Mariners @ N.Y. Yankees, 4:05 p.m., FSN/KOMO (1000 AM)

Pitchers: M's Cha Seung Baek (0-0, 4.22) vs. Kei Igawa (2-1, 6.08)

Ramirez had tossed away his advantage in a long second inning in which he walked leadoff hitter Kevin Youkilis. But the walk that truly hurt came three singles later, when Ramirez put .172-hitting Dustin Pedroia on base by throwing four straight balls.

Julio Lugo followed with a ground-rule double to right center over the heads of two outfielders. Toss in a bloop single by David Ortiz and the game was tied.

Two innings later, Ramirez tagged one over the fabled Green Monster in left for a two-run homer to put Boston up 7-5. Seattle starter Ramirez was done after that fourth inning, and though his teammates tied it in the fifth, it didn't seem to be the Mariners' night any more.

"It was a command issue," Ramirez said of his 95-pitch adventure. "Sometimes, my ball was running a little too much out of the zone. I tried to make the adjustment. I was just erratic tonight, just erratic."

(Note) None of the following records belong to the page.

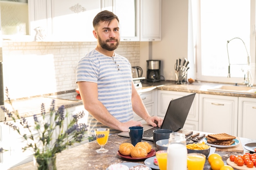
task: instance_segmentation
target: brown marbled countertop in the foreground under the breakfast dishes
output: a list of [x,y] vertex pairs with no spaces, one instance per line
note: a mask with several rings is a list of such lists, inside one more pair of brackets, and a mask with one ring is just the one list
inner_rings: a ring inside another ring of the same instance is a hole
[[[186,133],[188,130],[180,130],[180,132]],[[144,141],[144,140],[142,140]],[[243,146],[250,142],[256,142],[256,140],[240,138]],[[97,153],[95,150],[100,148],[97,144],[97,141],[92,141],[86,144],[81,144],[79,146],[75,146],[68,150],[64,150],[63,152],[57,155],[57,170],[106,170],[108,166],[113,163],[123,163],[123,162],[136,162],[136,163],[144,163],[143,161],[131,161],[128,159],[124,159],[117,155],[117,151],[119,149],[119,145],[128,142],[130,143],[130,138],[121,137],[117,134],[110,135],[108,138],[108,143],[104,146],[104,148],[108,149],[107,153]],[[152,149],[156,150],[156,146],[153,141],[147,141],[151,144]],[[244,152],[248,152],[244,150]],[[222,156],[223,161],[226,164],[226,160],[229,158],[231,154],[241,155],[243,152],[225,152],[225,151],[216,151]],[[31,170],[33,169],[33,161],[22,164],[20,166],[16,166],[11,168],[10,170]],[[210,165],[206,160],[204,165],[204,170],[209,170]]]

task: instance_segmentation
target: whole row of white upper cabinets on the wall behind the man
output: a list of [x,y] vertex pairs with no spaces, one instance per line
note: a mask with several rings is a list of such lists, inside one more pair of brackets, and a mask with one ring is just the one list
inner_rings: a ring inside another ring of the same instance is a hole
[[[1,1],[2,24],[9,22],[2,33],[14,41],[22,34],[21,41],[96,42],[92,21],[103,10],[118,16],[121,41],[161,40],[162,0]],[[10,13],[15,16],[10,18]],[[18,21],[15,26],[10,26],[12,19]]]

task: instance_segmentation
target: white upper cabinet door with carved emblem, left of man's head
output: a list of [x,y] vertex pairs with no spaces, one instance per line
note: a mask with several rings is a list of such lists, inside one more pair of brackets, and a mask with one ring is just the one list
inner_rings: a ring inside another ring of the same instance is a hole
[[100,0],[52,0],[52,39],[95,42],[92,21]]

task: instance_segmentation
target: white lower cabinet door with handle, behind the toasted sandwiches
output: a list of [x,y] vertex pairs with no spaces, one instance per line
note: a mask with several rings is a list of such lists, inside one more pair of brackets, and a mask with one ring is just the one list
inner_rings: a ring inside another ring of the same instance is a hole
[[237,136],[238,97],[200,94],[199,130]]

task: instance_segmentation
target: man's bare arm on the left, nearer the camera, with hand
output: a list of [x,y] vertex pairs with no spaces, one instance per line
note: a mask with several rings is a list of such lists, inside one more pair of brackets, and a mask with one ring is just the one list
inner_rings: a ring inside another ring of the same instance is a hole
[[97,83],[77,82],[85,110],[102,124],[121,131],[128,131],[130,126],[142,126],[139,121],[121,123],[113,117],[98,99]]

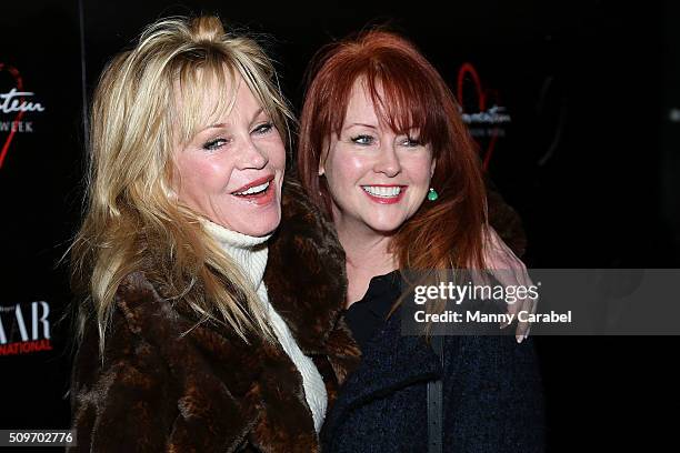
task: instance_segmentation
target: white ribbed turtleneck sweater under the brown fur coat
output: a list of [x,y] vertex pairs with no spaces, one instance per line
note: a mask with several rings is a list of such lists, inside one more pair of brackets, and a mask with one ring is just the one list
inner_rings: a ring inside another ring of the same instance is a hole
[[203,221],[203,225],[208,233],[218,241],[222,250],[236,261],[244,275],[252,282],[260,302],[267,310],[269,323],[281,343],[281,348],[283,348],[283,351],[286,351],[302,375],[304,397],[312,413],[314,429],[319,432],[323,424],[328,405],[326,385],[314,362],[300,350],[286,321],[283,321],[269,302],[263,278],[269,253],[267,240],[270,235],[261,238],[250,236],[227,230],[210,221]]

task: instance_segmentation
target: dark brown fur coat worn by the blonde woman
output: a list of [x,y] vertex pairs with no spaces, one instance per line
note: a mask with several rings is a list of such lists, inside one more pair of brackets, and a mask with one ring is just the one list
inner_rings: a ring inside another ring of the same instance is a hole
[[[344,253],[332,225],[288,184],[270,239],[269,299],[324,379],[329,405],[359,351],[342,321]],[[316,452],[302,379],[286,352],[201,324],[137,272],[120,285],[103,363],[86,329],[71,383],[78,446],[96,452]]]

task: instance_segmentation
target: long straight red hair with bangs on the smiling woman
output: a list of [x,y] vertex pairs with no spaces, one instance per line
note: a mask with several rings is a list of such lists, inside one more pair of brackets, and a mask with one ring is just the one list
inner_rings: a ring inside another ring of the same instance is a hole
[[424,201],[393,235],[400,268],[483,268],[486,192],[474,142],[441,76],[412,43],[391,32],[372,30],[329,44],[308,70],[298,171],[312,200],[332,215],[319,160],[331,133],[340,134],[357,80],[366,82],[379,119],[397,133],[418,129],[437,159],[431,185],[439,199]]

Mariners manager Mike Hargrove didn't have tired closer J.J. Putz available and had to manage his bullpen sparingly with the score tied. He got two solid frames out of Julio Mateo and nearly two more from Reitsma before Ramirez checked his swing on a 2-1 pitch with two out and none on in the eighth.

The appeal to first base umpire Tom Hallion went nowhere. Instead of a 2-2 count — letting Reitsma perhaps put a sinker in the dirt for Ramirez to chase — it became a hitter-favored 3-1.

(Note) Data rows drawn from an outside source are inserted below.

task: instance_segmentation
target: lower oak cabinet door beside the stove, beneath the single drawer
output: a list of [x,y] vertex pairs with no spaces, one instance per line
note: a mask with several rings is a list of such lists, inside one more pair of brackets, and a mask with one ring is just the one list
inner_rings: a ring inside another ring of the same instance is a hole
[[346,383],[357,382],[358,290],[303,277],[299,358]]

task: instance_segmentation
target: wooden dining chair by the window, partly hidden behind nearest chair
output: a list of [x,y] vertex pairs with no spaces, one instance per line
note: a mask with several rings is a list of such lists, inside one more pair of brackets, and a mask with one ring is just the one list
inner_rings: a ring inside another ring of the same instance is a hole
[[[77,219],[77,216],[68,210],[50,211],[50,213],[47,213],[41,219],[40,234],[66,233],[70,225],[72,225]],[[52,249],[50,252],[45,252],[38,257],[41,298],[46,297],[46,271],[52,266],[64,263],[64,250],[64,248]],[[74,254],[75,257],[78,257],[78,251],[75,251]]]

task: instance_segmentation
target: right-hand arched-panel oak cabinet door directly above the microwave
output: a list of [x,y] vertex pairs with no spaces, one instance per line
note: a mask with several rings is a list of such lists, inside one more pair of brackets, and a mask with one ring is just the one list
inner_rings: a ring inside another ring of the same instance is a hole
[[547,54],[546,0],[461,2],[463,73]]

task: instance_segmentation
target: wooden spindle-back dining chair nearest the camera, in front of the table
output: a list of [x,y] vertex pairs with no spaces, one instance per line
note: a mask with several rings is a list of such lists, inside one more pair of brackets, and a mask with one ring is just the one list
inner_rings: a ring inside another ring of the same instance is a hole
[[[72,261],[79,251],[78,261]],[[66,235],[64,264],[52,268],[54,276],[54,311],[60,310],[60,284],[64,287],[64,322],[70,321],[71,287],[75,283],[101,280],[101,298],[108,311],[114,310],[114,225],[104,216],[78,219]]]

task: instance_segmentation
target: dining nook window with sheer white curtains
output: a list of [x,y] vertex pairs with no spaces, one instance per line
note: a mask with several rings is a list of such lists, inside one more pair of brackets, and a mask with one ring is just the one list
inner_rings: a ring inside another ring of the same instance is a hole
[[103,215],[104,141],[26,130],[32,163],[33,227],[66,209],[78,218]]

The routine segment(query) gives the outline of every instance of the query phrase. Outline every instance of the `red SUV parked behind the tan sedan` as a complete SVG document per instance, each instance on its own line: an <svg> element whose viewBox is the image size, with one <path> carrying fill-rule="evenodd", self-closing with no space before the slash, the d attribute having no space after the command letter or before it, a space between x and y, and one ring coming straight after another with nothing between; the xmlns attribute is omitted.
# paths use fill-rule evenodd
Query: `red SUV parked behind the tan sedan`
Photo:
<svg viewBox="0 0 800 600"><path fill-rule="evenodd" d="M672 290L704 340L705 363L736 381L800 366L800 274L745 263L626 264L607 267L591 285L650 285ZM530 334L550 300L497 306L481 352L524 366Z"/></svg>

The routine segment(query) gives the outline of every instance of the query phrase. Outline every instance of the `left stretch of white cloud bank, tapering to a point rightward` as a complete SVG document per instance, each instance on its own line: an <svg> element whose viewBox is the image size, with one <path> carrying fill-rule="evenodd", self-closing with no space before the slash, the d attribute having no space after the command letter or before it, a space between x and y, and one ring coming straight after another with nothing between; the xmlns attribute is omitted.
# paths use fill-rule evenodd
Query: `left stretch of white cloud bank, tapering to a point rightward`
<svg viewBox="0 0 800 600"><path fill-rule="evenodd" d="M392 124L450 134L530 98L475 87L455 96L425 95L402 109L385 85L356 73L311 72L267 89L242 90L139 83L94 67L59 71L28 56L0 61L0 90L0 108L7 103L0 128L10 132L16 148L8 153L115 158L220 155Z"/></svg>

Ramirez took the next offering for a strike. But Reitsma's full-count pitch caught far too much plate and was driven into the right field bleachers for Ramirez's 475th career blast, helping make a winner out of Red Sox reliever Brendan Donnelly.

"We had Manny struck out," Hargrove said tersely afterwards. "Plain and simple."

Asked to elaborate further, a peeved Hargrove declined, uttered an expletive and ended his postgame interview.

Hargrove's mood reflected that of his somber players.

"I thought he went around," Reitsma said of the Ramirez checked-swing. "From my angle, on the mound I really couldn't tell. But yeah, it does really change the complexion of that at-bat for sure. It [would have been] a strike instead of a ball. You go about finishing the rest of the at-bat in a different way.

"It's no excuse," he added. "The bottom line is I made a bad pitch in a tight spot and he hit it out. There was really no excuse other than that."

And nobody in the clubhouse was making excuses as they packed for New York. They know they let this one get away. And early season or not, it hurts.